Com mais de 80 produtos — leites em pó, UHT e pasteurizado, creme de leite, iogurtes, queijos, requeijão, doce de leite e manteiga — a Selita é a maior produtora de laticínios com sede no município de Cachoeiro. O recente investimento de R$ 150 milhões no novo parque industrial em Safra, inaugurado em 2021, marca o início de uma nova fase na história da cooperativa.
"Os pilares do cooperativismo deixam de ser conceitos técnicos e passam a pulsar na vida de todos, com desenvolvimento econômico e inclusão social, pois riqueza gerada não se concentra, mas sim se distribui. O cooperativismo abre portas para que o produtor rural ganhe escala, voz e dignidade", ressalta Leonardo Monteiro, presidente da Selita.
"Mais do que entregar alimentos de alta qualidade, estendemos a mão através de inúmeras obras sociais, demonstrando que a verdadeira face do cooperativismo é o cuidado humano. Entre o campo e o lar de cada capixaba, o que cultivamos é a saúde, o respeito e a certeza de que a nossa união é a nossa maior força, que se traduz nos alimentos que compõem a mesa dos capixabas", enfatizou Leonardo Monteiro.
Fundada com 25 produtores, cooperativa completa 88 anos
Fundada em 22 de outubro de 1938, em Cachoeiro de Itapemirim, a Selita nasceu da iniciativa de 25 produtores rurais do sul do Espírito Santo que decidiram unir forças para fortalecer a pecuária leiteira no Estado. Sem internet, sem referências locais e sem modelos de laticínios cooperativas para copiar na região, esses trabalhadores ousaram olhar para o futuro e visualizar o potencial da própria produção.
A criação da cooperativa foi liderada pelo engenheiro agrônomo Djalma Eloy Hees, que, desde 1936, estudava alternativas para estruturar uma cooperativa de laticínios com sede no município. Nos primeiros anos, a Selita integrou a Cooperativa Central de Produtos de Leite (CCPL), à época a maior central de leite do Brasil.

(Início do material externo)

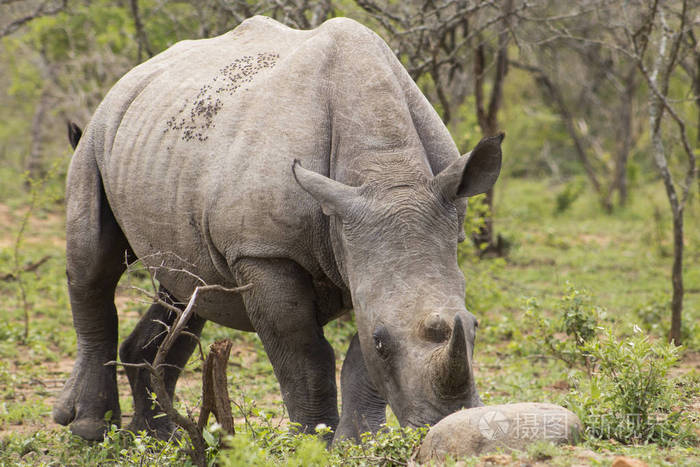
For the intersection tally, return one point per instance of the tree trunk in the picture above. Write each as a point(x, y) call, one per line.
point(677, 279)
point(620, 181)
point(35, 164)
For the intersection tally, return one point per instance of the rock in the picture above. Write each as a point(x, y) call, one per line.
point(622, 461)
point(472, 432)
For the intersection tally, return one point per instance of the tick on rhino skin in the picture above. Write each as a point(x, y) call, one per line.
point(206, 105)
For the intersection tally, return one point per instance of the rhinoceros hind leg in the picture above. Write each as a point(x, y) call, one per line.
point(95, 255)
point(282, 307)
point(364, 409)
point(141, 346)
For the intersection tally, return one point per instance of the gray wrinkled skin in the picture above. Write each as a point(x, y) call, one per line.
point(308, 164)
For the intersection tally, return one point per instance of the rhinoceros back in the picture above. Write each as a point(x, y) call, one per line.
point(195, 146)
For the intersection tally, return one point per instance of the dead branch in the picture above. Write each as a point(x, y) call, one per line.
point(214, 391)
point(215, 399)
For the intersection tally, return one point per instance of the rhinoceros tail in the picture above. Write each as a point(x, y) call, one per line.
point(74, 134)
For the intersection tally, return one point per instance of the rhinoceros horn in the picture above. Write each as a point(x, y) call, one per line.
point(453, 365)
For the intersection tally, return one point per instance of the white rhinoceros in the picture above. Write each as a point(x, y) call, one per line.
point(305, 163)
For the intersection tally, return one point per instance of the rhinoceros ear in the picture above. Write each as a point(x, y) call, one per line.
point(473, 173)
point(335, 197)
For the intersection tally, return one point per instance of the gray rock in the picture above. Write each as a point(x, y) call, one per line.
point(479, 430)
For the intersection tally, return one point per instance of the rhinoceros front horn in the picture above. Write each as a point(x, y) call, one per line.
point(452, 370)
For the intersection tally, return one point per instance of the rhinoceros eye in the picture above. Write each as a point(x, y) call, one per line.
point(382, 342)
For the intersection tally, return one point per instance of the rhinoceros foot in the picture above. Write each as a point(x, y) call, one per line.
point(89, 401)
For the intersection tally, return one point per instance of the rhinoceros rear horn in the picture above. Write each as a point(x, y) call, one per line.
point(473, 173)
point(452, 372)
point(336, 198)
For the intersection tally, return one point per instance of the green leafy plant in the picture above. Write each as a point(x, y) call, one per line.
point(390, 446)
point(630, 396)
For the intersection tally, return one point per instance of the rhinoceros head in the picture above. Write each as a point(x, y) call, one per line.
point(396, 240)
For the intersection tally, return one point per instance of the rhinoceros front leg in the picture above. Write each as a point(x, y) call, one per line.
point(95, 260)
point(282, 307)
point(363, 408)
point(141, 346)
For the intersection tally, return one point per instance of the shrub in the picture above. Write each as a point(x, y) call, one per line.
point(630, 396)
point(564, 336)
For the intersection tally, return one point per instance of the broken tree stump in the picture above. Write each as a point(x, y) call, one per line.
point(215, 399)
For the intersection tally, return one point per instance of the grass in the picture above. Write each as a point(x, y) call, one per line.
point(621, 260)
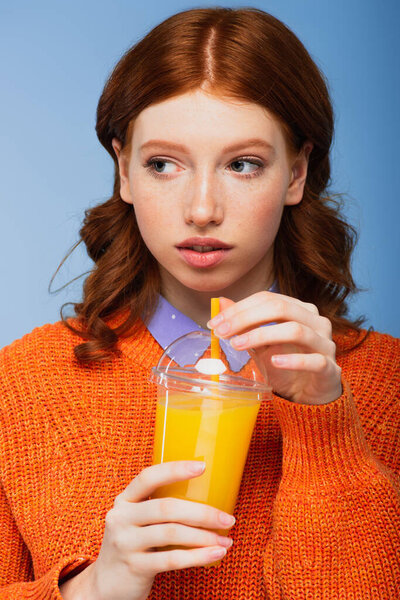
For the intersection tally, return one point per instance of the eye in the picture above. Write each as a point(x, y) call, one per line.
point(254, 162)
point(156, 162)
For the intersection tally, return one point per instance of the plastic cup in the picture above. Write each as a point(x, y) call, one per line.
point(206, 410)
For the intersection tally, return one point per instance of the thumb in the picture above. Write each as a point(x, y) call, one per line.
point(225, 303)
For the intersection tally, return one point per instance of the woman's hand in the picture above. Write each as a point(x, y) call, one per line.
point(135, 527)
point(296, 353)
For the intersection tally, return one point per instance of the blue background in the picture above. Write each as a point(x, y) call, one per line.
point(57, 58)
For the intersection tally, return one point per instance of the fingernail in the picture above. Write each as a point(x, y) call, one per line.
point(197, 467)
point(239, 341)
point(214, 322)
point(223, 329)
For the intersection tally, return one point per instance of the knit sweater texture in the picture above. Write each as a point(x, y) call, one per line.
point(318, 512)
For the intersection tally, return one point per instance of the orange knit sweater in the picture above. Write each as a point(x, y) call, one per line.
point(318, 513)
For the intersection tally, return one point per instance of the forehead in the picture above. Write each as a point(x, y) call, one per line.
point(204, 118)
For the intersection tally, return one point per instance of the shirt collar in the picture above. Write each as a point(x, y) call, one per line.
point(168, 323)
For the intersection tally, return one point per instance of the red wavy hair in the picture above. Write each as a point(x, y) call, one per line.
point(241, 53)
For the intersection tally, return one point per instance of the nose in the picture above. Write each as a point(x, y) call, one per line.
point(204, 201)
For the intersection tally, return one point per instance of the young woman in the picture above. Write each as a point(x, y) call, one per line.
point(220, 125)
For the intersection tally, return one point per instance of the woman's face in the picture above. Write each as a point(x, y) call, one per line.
point(206, 173)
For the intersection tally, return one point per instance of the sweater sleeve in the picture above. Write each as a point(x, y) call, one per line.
point(336, 517)
point(16, 571)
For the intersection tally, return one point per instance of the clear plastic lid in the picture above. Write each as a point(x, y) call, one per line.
point(187, 366)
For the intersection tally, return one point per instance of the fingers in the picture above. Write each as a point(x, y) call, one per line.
point(156, 476)
point(165, 510)
point(285, 333)
point(268, 307)
point(167, 534)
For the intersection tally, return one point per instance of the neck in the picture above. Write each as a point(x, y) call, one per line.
point(196, 304)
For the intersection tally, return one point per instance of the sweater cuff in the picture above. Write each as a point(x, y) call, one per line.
point(324, 446)
point(67, 567)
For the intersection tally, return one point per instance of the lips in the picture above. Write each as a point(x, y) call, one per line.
point(203, 252)
point(203, 244)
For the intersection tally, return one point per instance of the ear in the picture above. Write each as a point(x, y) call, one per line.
point(299, 168)
point(124, 190)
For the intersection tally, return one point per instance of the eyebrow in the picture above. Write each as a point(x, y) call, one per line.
point(231, 148)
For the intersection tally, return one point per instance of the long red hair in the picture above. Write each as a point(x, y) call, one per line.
point(241, 53)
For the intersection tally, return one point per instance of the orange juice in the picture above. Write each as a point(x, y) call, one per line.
point(217, 431)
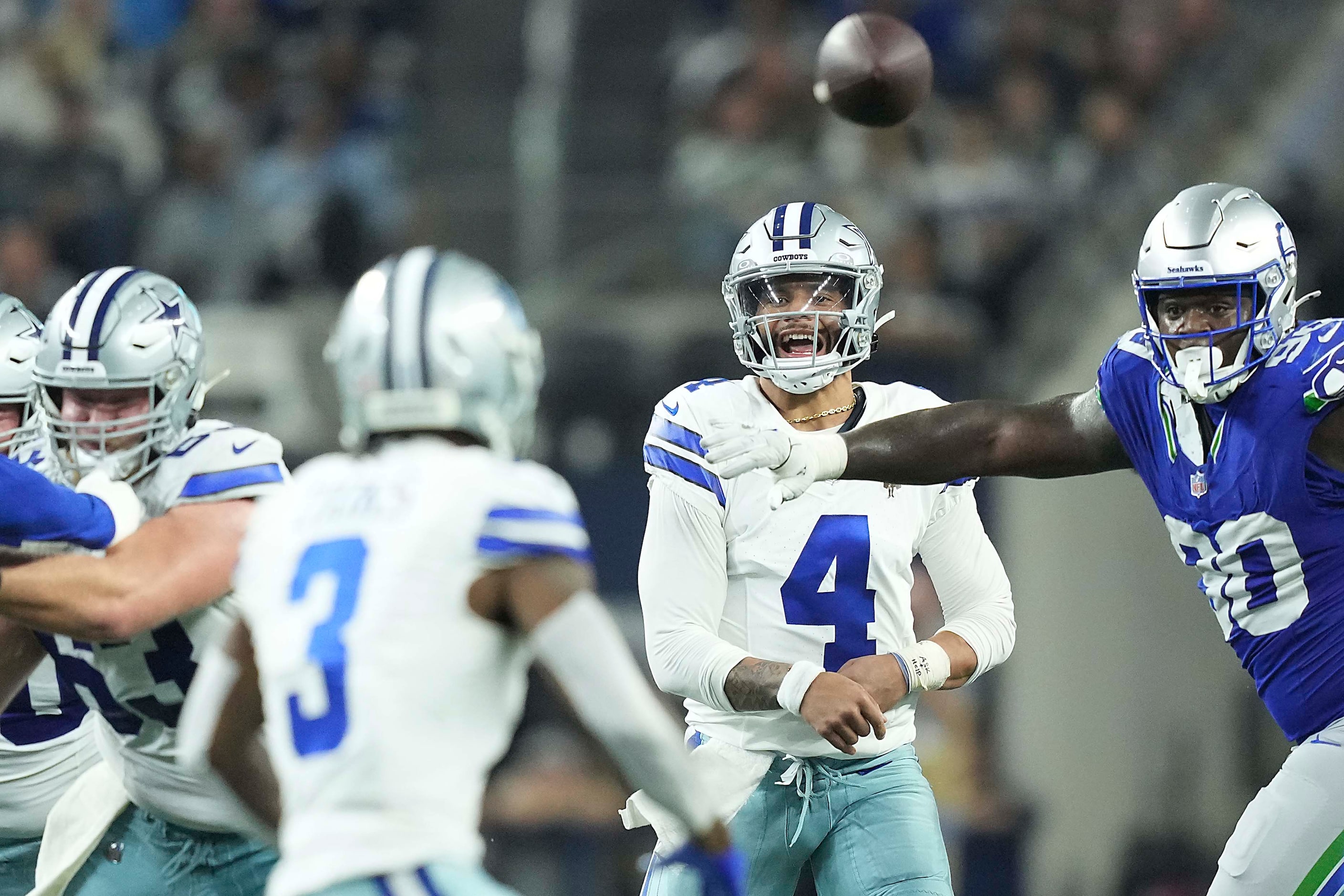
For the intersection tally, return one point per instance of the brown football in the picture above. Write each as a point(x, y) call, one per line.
point(873, 69)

A relação entre as duas organizações passou por um momento decisivo na década de 1980. Após ser impedida pela CCPL de comercializar seus produtos na capital capixaba, a Selita levou o assunto à Assembleia Geral Ordinária, que reuniu cerca de 150 cooperados. A decisão dos associados foi pelo desligamento da central, marcando o início de uma nova fase e a atuação independente no mercado de laticínios.

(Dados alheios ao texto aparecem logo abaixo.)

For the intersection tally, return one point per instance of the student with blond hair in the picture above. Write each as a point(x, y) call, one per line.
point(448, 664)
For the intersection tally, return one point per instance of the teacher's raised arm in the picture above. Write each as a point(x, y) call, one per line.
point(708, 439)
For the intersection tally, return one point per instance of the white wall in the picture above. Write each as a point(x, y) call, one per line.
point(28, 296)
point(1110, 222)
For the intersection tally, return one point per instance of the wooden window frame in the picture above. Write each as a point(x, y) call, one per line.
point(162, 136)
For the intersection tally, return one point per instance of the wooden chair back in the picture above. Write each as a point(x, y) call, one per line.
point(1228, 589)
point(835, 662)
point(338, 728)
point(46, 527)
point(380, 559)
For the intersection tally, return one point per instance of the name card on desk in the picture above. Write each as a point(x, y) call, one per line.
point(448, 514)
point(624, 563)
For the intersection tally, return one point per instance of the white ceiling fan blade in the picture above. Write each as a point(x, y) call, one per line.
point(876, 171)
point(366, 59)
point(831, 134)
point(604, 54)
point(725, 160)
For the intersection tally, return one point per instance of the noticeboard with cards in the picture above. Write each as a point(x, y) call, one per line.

O compromisso com os cooperados é prioridade permanente na gestão da Selita.
"O associado não é apenas um número ou um cliente, ele é o dono, a razão de existir. Esse vínculo gera um orgulho profundo, uma responsabilidade compartilhada e o sentimento acolhedor de fazer parte de um grande projeto que cresce junto", ressaltou Leonardo Monteiro.